The team doing this work are a great bunch of people and they mean well, but they have a lot of pressure to deliver and have not had the time to automate these parts of their configuration. They are overburdened with new work, defects, and operational maintenance, and other tasks and have not found the time to go back and clean these things up. That's despite their very strong desire to do so. 

I suspect that they, as a group, have become numb to the time consuming activities of fixing their configurations and setting things up; likely they are only working on this one thing and don't get clobbered by having multiple projects on their systems. For them, it's become a distant memory of a growing pain from years back. 

This configuration friction is more than a growing pain. It is a design pressure and it's trying to tell us something. Mostly, your system is complicated. That complexity needs to be dealt with. 

We can talk about the monetary cost of all this, but that is somewhat academic. What is more interesting is the psychological impact this has on a team. It plays out one of two ways, both bad. 

A team might avoid updates/upgrades/changes, or relegate that work to 'system experts' in order to avoid the distant but remembered pain of dealing with the complicated setup, OR the team will become more and more lax about how the configuration works and is documented; basically they will ignore the issues in the hopes that they go away. Both of these are costly in terms of time and money, and risky in terms of stability and sustainability. 

If all the work is pushed off to 'system experts' there are huge risks. One, that the team doesn't really understand its own systems configuration, and two, that the experts will fly-away with the information leaving the team an archaeology project when change is necessary. Furthermore, it constrains the breadth of decision making to a select few, possibly risking opportunities for innovation and growth.

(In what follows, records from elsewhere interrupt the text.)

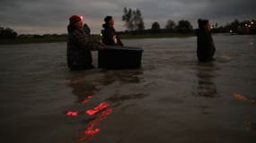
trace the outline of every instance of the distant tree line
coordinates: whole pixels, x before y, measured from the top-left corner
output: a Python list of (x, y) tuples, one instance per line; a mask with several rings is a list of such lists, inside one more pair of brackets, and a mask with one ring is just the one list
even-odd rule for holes
[[(132, 33), (132, 34), (146, 34), (146, 33), (191, 33), (194, 29), (190, 22), (187, 20), (181, 20), (178, 23), (175, 23), (172, 20), (168, 20), (163, 29), (161, 29), (159, 22), (154, 21), (151, 29), (145, 29), (142, 13), (140, 10), (136, 11), (132, 9), (124, 8), (124, 13), (122, 21), (125, 21), (125, 27), (127, 31), (121, 33)], [(231, 23), (225, 26), (218, 27), (217, 23), (211, 26), (212, 32), (215, 33), (237, 33), (237, 34), (256, 34), (256, 21), (239, 21), (234, 20)]]
[(0, 38), (1, 39), (7, 39), (7, 38), (16, 38), (17, 32), (10, 28), (3, 28), (0, 27)]

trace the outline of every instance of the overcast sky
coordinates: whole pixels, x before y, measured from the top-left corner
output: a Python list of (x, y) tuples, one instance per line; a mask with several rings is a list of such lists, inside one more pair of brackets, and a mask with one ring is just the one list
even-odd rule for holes
[(124, 7), (139, 9), (146, 29), (154, 21), (163, 28), (169, 19), (189, 20), (194, 28), (199, 18), (218, 25), (256, 19), (256, 0), (0, 0), (0, 26), (18, 34), (66, 33), (73, 14), (85, 17), (93, 33), (100, 33), (106, 15), (114, 17), (116, 30), (124, 30)]

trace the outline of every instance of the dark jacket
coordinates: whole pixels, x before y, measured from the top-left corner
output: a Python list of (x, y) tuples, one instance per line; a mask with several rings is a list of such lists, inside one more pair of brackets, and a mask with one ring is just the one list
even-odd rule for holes
[(71, 70), (89, 69), (92, 66), (92, 50), (99, 49), (96, 41), (88, 39), (82, 29), (69, 29), (67, 35), (66, 60)]
[(197, 55), (200, 62), (208, 62), (213, 60), (216, 48), (211, 33), (204, 29), (197, 29), (198, 49)]
[[(106, 46), (123, 46), (123, 43), (121, 42), (119, 37), (118, 36), (115, 29), (109, 24), (102, 24), (103, 30), (102, 33), (102, 43), (104, 43)], [(116, 36), (117, 43), (115, 43), (113, 39), (113, 36)]]

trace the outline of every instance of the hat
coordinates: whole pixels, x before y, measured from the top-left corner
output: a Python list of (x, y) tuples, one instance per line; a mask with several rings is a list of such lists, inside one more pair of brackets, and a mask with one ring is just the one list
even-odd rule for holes
[(111, 19), (112, 19), (112, 16), (106, 16), (106, 17), (104, 18), (104, 21), (105, 21), (106, 23), (108, 23)]
[(72, 15), (70, 18), (69, 18), (69, 24), (74, 24), (79, 21), (82, 21), (83, 20), (83, 17), (82, 16), (78, 16), (78, 15)]
[(198, 20), (199, 28), (199, 29), (203, 29), (204, 26), (206, 26), (208, 22), (209, 22), (208, 20), (201, 20), (201, 19), (199, 19), (199, 20)]

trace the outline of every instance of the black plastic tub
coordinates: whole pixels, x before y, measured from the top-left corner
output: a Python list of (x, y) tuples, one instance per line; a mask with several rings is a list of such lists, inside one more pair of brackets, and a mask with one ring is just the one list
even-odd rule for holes
[(141, 67), (141, 47), (109, 46), (98, 53), (98, 67), (103, 69), (135, 69)]

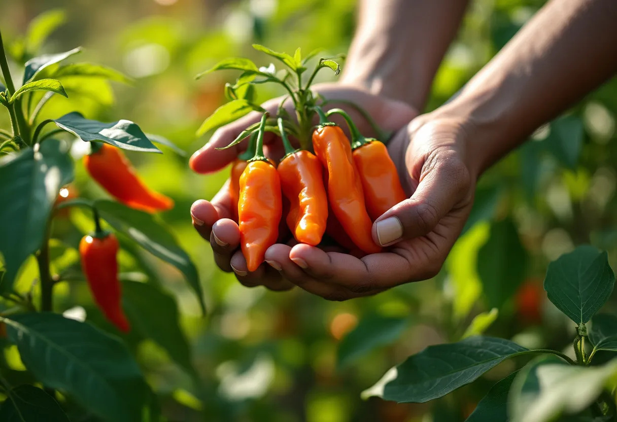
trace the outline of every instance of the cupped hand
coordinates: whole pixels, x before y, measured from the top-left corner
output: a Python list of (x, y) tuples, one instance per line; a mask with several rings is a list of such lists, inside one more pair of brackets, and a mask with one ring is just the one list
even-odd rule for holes
[[(362, 88), (352, 85), (320, 84), (315, 85), (312, 89), (328, 100), (341, 99), (360, 105), (378, 122), (382, 129), (388, 131), (399, 130), (417, 115), (413, 109), (405, 103), (370, 94)], [(268, 112), (275, 114), (281, 100), (282, 98), (274, 99), (262, 106)], [(354, 118), (363, 134), (376, 135), (372, 133), (368, 122), (352, 107), (336, 102), (330, 105), (345, 109)], [(286, 103), (286, 106), (290, 107), (288, 111), (291, 112), (291, 102)], [(293, 115), (293, 113), (291, 114)], [(260, 118), (260, 114), (252, 113), (218, 129), (212, 135), (210, 141), (191, 157), (191, 168), (197, 173), (209, 173), (218, 171), (228, 165), (242, 152), (246, 143), (222, 151), (216, 148), (229, 144), (247, 126), (259, 122)], [(281, 143), (273, 134), (267, 133), (264, 143), (264, 151), (268, 158), (278, 160), (284, 155)], [(288, 248), (289, 250), (294, 247), (295, 242), (292, 238), (289, 242), (277, 244), (270, 248), (274, 248), (273, 250), (276, 260), (271, 261), (270, 265), (263, 263), (253, 272), (249, 272), (247, 270), (246, 262), (239, 248), (239, 230), (238, 224), (232, 220), (231, 200), (228, 183), (228, 181), (212, 201), (201, 199), (193, 204), (191, 208), (193, 226), (202, 237), (210, 241), (215, 262), (219, 268), (225, 271), (233, 271), (236, 278), (244, 286), (253, 287), (263, 285), (277, 291), (291, 288), (295, 284), (291, 283), (288, 277), (294, 275), (292, 273), (288, 274), (287, 271), (282, 269), (282, 266), (289, 267), (290, 265), (296, 264), (290, 261), (289, 254), (283, 260), (276, 252), (281, 250), (280, 248)], [(291, 238), (290, 233), (286, 234), (287, 238)], [(281, 233), (280, 239), (285, 241), (286, 233)], [(268, 250), (269, 253), (272, 252)]]

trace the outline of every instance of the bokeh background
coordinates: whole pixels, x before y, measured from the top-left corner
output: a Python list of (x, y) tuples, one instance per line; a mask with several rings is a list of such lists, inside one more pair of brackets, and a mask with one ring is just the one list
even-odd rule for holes
[[(471, 3), (435, 79), (427, 110), (460, 89), (544, 2)], [(220, 73), (196, 81), (195, 75), (230, 56), (267, 65), (267, 56), (251, 48), (255, 42), (289, 52), (299, 46), (305, 53), (317, 48), (333, 55), (345, 52), (355, 6), (354, 0), (2, 0), (0, 27), (10, 44), (38, 14), (63, 9), (67, 22), (43, 51), (83, 46), (80, 61), (114, 67), (135, 83), (65, 83), (70, 99), (54, 98), (46, 112), (58, 116), (78, 109), (91, 118), (133, 120), (190, 154), (207, 141), (196, 138), (195, 131), (224, 102), (223, 86), (237, 76)], [(333, 78), (325, 72), (320, 77)], [(266, 99), (281, 93), (262, 85), (257, 93)], [(545, 300), (541, 283), (547, 263), (575, 245), (606, 249), (615, 262), (616, 113), (613, 80), (539, 129), (483, 176), (470, 223), (437, 277), (342, 303), (299, 289), (273, 293), (246, 288), (218, 270), (209, 244), (191, 225), (189, 208), (197, 199), (211, 198), (227, 170), (193, 174), (188, 156), (168, 149), (162, 155), (130, 154), (147, 184), (176, 201), (175, 208), (161, 217), (197, 264), (208, 308), (202, 318), (181, 275), (168, 266), (144, 252), (122, 253), (125, 277), (138, 277), (132, 271), (145, 268), (149, 281), (177, 300), (199, 374), (195, 382), (151, 339), (125, 337), (159, 395), (164, 415), (187, 421), (463, 420), (494, 381), (521, 362), (502, 365), (472, 386), (423, 405), (363, 400), (360, 392), (409, 355), (458, 340), (474, 316), (495, 305), (499, 316), (487, 334), (527, 347), (566, 349), (574, 327)], [(0, 118), (6, 126), (6, 117)], [(105, 195), (80, 163), (77, 169), (78, 194)], [(62, 243), (57, 242), (54, 265), (75, 262), (75, 248), (90, 221), (73, 210), (56, 223), (54, 237)], [(31, 284), (36, 276), (30, 262), (20, 283)], [(75, 307), (81, 306), (88, 320), (114, 331), (93, 306), (83, 281), (62, 283), (56, 294), (56, 311), (78, 313)], [(614, 300), (608, 305), (614, 305)], [(355, 337), (344, 344), (352, 352), (346, 352), (341, 365), (342, 339), (354, 327)], [(165, 329), (163, 321), (160, 329)], [(23, 372), (14, 347), (6, 347), (1, 360), (12, 376)]]

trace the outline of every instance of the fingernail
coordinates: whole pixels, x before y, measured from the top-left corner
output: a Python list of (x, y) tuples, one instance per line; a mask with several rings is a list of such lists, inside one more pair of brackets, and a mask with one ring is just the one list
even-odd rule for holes
[[(202, 224), (204, 224), (204, 223), (202, 223)], [(214, 236), (214, 241), (216, 242), (217, 244), (219, 246), (226, 246), (227, 245), (229, 244), (228, 243), (227, 243), (226, 242), (223, 242), (220, 239), (219, 239), (218, 238), (217, 238), (217, 234), (215, 233), (214, 233), (213, 230), (212, 231), (212, 236)]]
[(392, 243), (403, 236), (403, 225), (395, 217), (388, 217), (378, 221), (375, 223), (375, 228), (377, 230), (377, 239), (382, 246)]
[(246, 271), (240, 271), (239, 270), (236, 270), (233, 267), (233, 265), (230, 265), (230, 266), (231, 267), (231, 269), (233, 270), (233, 272), (236, 273), (236, 274), (238, 275), (241, 277), (244, 277), (247, 274), (248, 274), (248, 273), (247, 273)]
[(270, 267), (271, 267), (273, 268), (274, 268), (276, 271), (281, 271), (281, 266), (276, 261), (267, 261), (267, 260), (266, 262), (268, 263), (268, 265), (270, 265)]
[(302, 258), (292, 258), (291, 260), (296, 263), (296, 265), (301, 268), (308, 268), (308, 265), (307, 262)]

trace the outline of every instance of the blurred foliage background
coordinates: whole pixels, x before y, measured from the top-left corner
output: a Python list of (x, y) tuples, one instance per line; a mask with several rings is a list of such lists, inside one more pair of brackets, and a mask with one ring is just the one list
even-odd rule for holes
[[(544, 2), (471, 2), (427, 110), (460, 89)], [(346, 52), (355, 2), (2, 0), (5, 41), (18, 40), (35, 16), (54, 8), (65, 10), (67, 21), (52, 34), (44, 52), (83, 46), (80, 61), (110, 66), (135, 83), (110, 86), (89, 80), (76, 81), (72, 88), (65, 83), (70, 98), (56, 96), (46, 112), (59, 116), (78, 107), (91, 118), (131, 120), (190, 154), (207, 141), (196, 139), (195, 131), (224, 102), (224, 84), (236, 76), (217, 73), (196, 81), (196, 74), (229, 56), (251, 57), (267, 65), (266, 56), (251, 48), (255, 42), (288, 52), (298, 46), (305, 52), (317, 48)], [(14, 48), (20, 53), (19, 45)], [(258, 93), (265, 99), (281, 93), (264, 86)], [(492, 307), (499, 308), (499, 316), (487, 334), (527, 347), (569, 350), (574, 328), (545, 300), (542, 280), (549, 262), (581, 243), (608, 250), (615, 262), (616, 114), (613, 80), (539, 129), (483, 176), (470, 223), (438, 276), (343, 303), (299, 289), (273, 293), (246, 288), (233, 275), (218, 270), (209, 244), (191, 225), (189, 208), (197, 199), (211, 198), (227, 172), (193, 174), (188, 157), (168, 149), (163, 155), (130, 154), (147, 184), (176, 201), (162, 217), (197, 263), (208, 307), (207, 317), (201, 317), (194, 297), (168, 266), (144, 252), (122, 252), (126, 278), (145, 267), (149, 281), (177, 300), (197, 374), (191, 376), (186, 363), (172, 357), (178, 355), (174, 347), (181, 345), (172, 341), (162, 347), (152, 339), (155, 334), (125, 336), (161, 397), (164, 415), (170, 421), (462, 421), (515, 363), (504, 363), (472, 386), (429, 403), (365, 401), (360, 392), (409, 355), (459, 339), (474, 316)], [(0, 125), (8, 125), (6, 116), (0, 118), (5, 119)], [(105, 195), (80, 163), (77, 168), (79, 195)], [(90, 221), (78, 210), (59, 219), (54, 237), (64, 244), (54, 256), (56, 268), (75, 262), (78, 239), (91, 228)], [(30, 262), (20, 285), (27, 288), (36, 276)], [(88, 320), (114, 332), (93, 305), (84, 282), (62, 283), (56, 292), (56, 311), (83, 313), (75, 307), (82, 307)], [(608, 306), (614, 307), (615, 300)], [(155, 308), (151, 312), (156, 315)], [(168, 322), (160, 321), (161, 331), (173, 329)], [(27, 380), (14, 347), (5, 347), (1, 360), (11, 379)]]

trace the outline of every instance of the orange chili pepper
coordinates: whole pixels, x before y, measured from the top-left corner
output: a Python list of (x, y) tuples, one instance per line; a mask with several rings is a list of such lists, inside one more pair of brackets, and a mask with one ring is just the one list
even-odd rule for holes
[(240, 244), (250, 271), (259, 268), (266, 249), (276, 242), (282, 213), (280, 178), (276, 168), (263, 155), (263, 130), (268, 115), (265, 113), (262, 118), (255, 156), (240, 177)]
[(81, 268), (94, 301), (105, 316), (122, 331), (130, 330), (122, 306), (122, 285), (116, 256), (120, 247), (112, 233), (102, 231), (95, 211), (96, 231), (79, 244)]
[(373, 241), (373, 223), (366, 213), (358, 171), (352, 157), (349, 140), (338, 126), (329, 122), (319, 108), (320, 125), (313, 132), (313, 147), (328, 168), (328, 197), (336, 218), (354, 243), (363, 252), (374, 254), (381, 248)]
[(278, 165), (283, 193), (289, 200), (287, 224), (296, 240), (316, 246), (321, 241), (328, 220), (328, 196), (323, 186), (323, 167), (310, 151), (294, 150), (278, 118), (286, 155)]
[(360, 134), (351, 118), (341, 109), (333, 109), (331, 114), (340, 114), (347, 121), (352, 134), (352, 155), (362, 183), (366, 211), (375, 221), (384, 212), (405, 201), (405, 194), (396, 166), (390, 158), (386, 146), (373, 138)]
[[(92, 143), (93, 147), (99, 145)], [(83, 162), (92, 178), (125, 205), (146, 212), (173, 207), (172, 199), (142, 183), (130, 162), (118, 148), (101, 144), (98, 149), (83, 157)]]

Both not good.

More obviously, if the team simply ignores the problem there is a high potential for the system to become stale and prone to security exploits. Its important to keep systems up to date with respect to the technology stack both from a security perspective and an operational cost perspective. If the libraries get too far out of date, or the OS requirements get sun-set-ed, what will you do? Spend a month doing an upgrade? Do you trust your test automation that much?

Lastly, and maybe most importantly, working with such systems can be demoralizing. Starting up on a project where you feel 'dumb' for a few days or weeks while you try to work out the configuration isn't a lot of fun. Worse, when you start to feel inhibited by the difficulties of configuration, like you can't change things because of the risk of breaking things, you may start to loose your drive to innovate and make the best possible solutions.

Setup and build automation are serious aspects of good software development and should be treated as such.It may not be the sexy and glorious activity that you want to engage in daily, but it supports those things, and when done correctly gives you more freedom to do whats most fun about your project.